# Bootscharter für Hochseeangeln Florida?



## Himbeertruppe (24. Oktober 2010)

Hallo,

ich habe das Vergnügen in einer Woche nach Florida zu fliegen. Da ich eigentlich mit meiner Freundin besprochen hatte, dass ich im Urlaub mal nicht angeln gehe habe ich mit dem Thema Angeln und Florida nicht wirklich beschäftigt. Nun, ich habe die Hoffnung nicht verloren, dass eventuell doch ein Tagestrip drin ist (ich lasse sie einfach einen Tag nach Herzenslust shoppen). 

Habt Ihr eventuell aktuelle Tips/Erfahrungen für Boote/Skipper die empfehlenswerte Halbtages-/Tagescharter für offshore trips anbieten.

Ich möchte diesen möglichen wichtigen Tag nicht mit 20 anderen Personen auf einem großen Schiff teilen und denke darüber nach, ein kleines Boot für mich zu chartern (auch wenn es im Geldbeutel sehr schmerzt...) bzw. über eine Kleingruppe.

Ihr würdet mir wirklich sehr helfen.

Vielen Dank

PS: Falls jemand im November in Florida ist könnte man das ja auch zusammen machen.


----------



## porbeagle (25. Oktober 2010)

*AW: Bootscharter für Hochseeangeln Florida?*

Wo bist du in Florida?
Fischen kannst du überall die Preise sind ähnlich hoch.Der Vorteil für dich der Dollar ist schwach im momnet ausserdem kannst du jede menge 
Tackle kaufen.


----------



## volkerm (25. Oktober 2010)

*AW: Bootscharter für Hochseeangeln Florida?*

Hallo,

Florida ist groß.
Ich war vor über zehn Jahren auf den Keys, in Marathon.
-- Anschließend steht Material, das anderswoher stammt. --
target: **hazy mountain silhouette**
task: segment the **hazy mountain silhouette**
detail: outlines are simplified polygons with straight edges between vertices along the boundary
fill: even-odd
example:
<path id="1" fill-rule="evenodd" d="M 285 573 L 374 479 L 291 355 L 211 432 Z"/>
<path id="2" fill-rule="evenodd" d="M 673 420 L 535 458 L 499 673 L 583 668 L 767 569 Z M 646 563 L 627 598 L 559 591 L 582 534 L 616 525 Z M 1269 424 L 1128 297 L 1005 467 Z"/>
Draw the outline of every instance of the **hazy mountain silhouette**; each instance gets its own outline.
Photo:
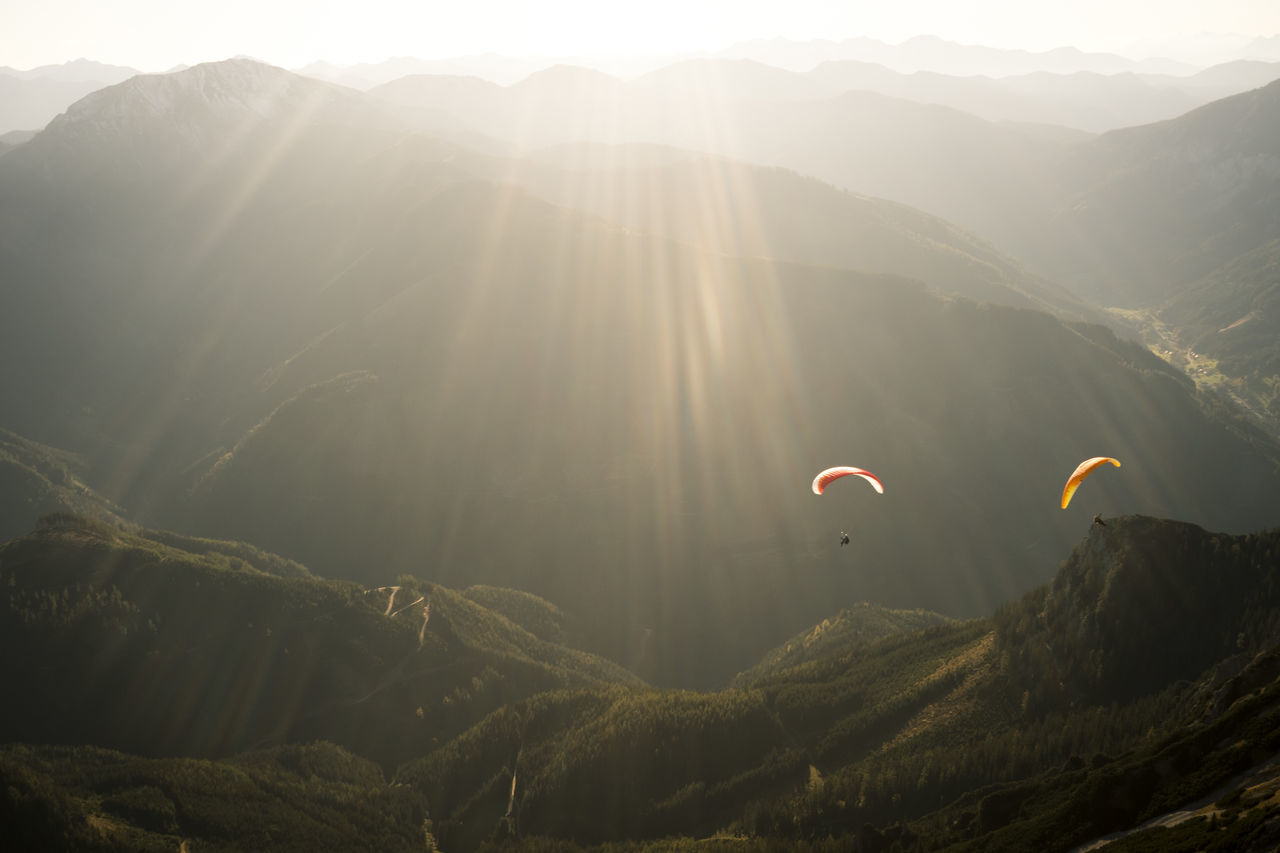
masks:
<path id="1" fill-rule="evenodd" d="M 675 242 L 370 129 L 380 109 L 349 90 L 223 70 L 109 90 L 0 160 L 13 426 L 82 452 L 141 520 L 370 584 L 527 589 L 593 649 L 705 684 L 832 601 L 982 612 L 1042 580 L 1085 508 L 1274 519 L 1275 446 L 1101 327 L 812 248 L 788 254 L 826 266 L 724 254 L 777 224 L 692 215 Z M 902 223 L 886 240 L 933 229 L 954 246 L 924 265 L 940 287 L 974 264 L 1016 280 L 936 220 L 812 195 Z M 1061 512 L 1098 452 L 1123 475 Z M 841 461 L 890 494 L 810 494 Z"/>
Wenn es die Ecke ist, kann ich vielleicht helfen.

Grüße

Volker


----------



## Himbeertruppe (25. Oktober 2010)

*AW: Bootscharter für Hochseeangeln Florida?*

Hallo,

wir sind ziemlich viel unterwegs und haben uns bisher nur teilweise an feste Standorte gebunden. Im Prinzip kommt alles zwischen Key West und Tampa an der Westküste bzw. zwischen Key West und Titusville an der Ostküste in Frage.

Vielen Dank


----------



## volkerm (25. Oktober 2010)

*AW: Bootscharter für Hochseeangeln Florida?*

Hallo,

Marathon damals deswegen, weil beide Seiten durch Brücken verbunden sind.
Somit gute Möglichkeiten bei (fast) allen Windverhältnissen.
Auch ist das so eine recht verschlafene Kleinstadt, was wiederum die Kosten erträglich hält.
150 Pfund Tarpon war "best".
Mein Guide hat damals mit dem Flat- Boot auch offshore gefischt.
Was der heute für eins hat- ich weiß es nicht.

Grüße

Volker


----------



## volkerm (25. Oktober 2010)

*AW: Bootscharter für Hochseeangeln Florida?*

In einer Woche- sorry.

Google mal "grey ghost guiding service".
So, wie ich Ned kenne, hat der keine homepage.
Grüß ihn von Volker, falls er mich noch kennen sollte.

Grüße

Volker


----------



## Fischmäulchen (26. Oktober 2010)

*AW: Bootscharter für Hochseeangeln Florida?*

http://www.mainattraction.org/
http://www.marathonfishing.info/


----------



## Himbeertruppe (26. Oktober 2010)

*AW: Bootscharter für Hochseeangeln Florida?*

Hallo,

vielen Dank für die Antworten.
Ich werde berichten, wenn ich wieder zurück bin.


----------



## norge_klaus (27. Oktober 2010)

*AW: Bootscharter für Hochseeangeln Florida?*

Hi !
Habe gute Erfahrungen mit der "Wild Bill" in Key West gemacht. Für mehr Infos bitte PN senden.
Tight Lines 
Norge_Klaus


----------



## Volker2809 (6. November 2010)

*AW: Bootscharter für Hochseeangeln Florida?*

Kann auch nur die Mainattraction (Marathon) empfehlen. Waren zwei mal mit denen Offshore und beide Male sehr guter Service und auch ordentliche Fänge.


----------



## Himbeertruppe (6. Dezember 2010)

*AW: Bootscharter für Hochseeangeln Florida?*

Bin wieder gut im kalten Deutschland angekommen.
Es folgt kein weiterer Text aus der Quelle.